There is a real push going on within the health service towards prevention over cure, looking at how the physical activity sector can contribute towards this. This was a major topic of discussion at this year’s ukactive National Summit, suggesting another important and relevant point concerning how we position ourselves as PTs. Singling out autoimmune conditions (irritable bowel syndrome (IBS), coeliac disease and such like), which have seen a huge increase in recent years, in my own experience, these are frequently stress-related. Such diseases can often be prevented – or at least the symptoms relieved – through exercise, diet, lifestyle, sleep and other activities like meditation and mindfulness; again, underpinned by a holistic approach to personal training.

I have huge respect for our health service, but, with increasing pressures and demands on today’s GPs, they often have limited time to spend with individual patients. Frequently you’re handed a “cure” (i.e. prescription) for your ailment, rather than preventative measures to take away with you. This is where we, the PTs, can enter!

If we promote ourselves in ways that position us more as lifestyle coaches, people will start to realise two things. Firstly, PTs have more time to listen, and, therefore, can offer a more personal relationship and true human connection that’s important for mental health. Secondly, PTs can produce lifestyle plans that provide long-term health solutions, rather than more immediate fixes which might not help prevent the beginnings of more serious problems.
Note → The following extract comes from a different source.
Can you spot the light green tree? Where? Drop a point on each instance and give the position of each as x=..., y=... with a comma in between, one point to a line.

And, as PTs, we can hold our clients’ hands throughout the process (i.e. nag!) which – obviously – GPs aren’t in a position to do.

By changing people’s perception of the PT, we’ll have the ability to assist GPs with prevention, making a real difference to the health and wellbeing of our society – becoming all the more valuable in the process. And if more people visit PTs before GPs, it could help lighten the load on the health service.

To summarise, I truly believe it’s time to place greater emphasis on delivering a more holistic, lifestyle-based service to our clients, and, subsequently, widen the public’s perception of personal training. This will not only appeal to (and support) the new, wellbeing-focused generations coming through, but it will also have a very positive impact on our society as a whole. Meanwhile, it will provide more opportunities for PTs in terms of client attraction, retention, revenue (expanding their offering) and supporting the NHS’s preventative agenda.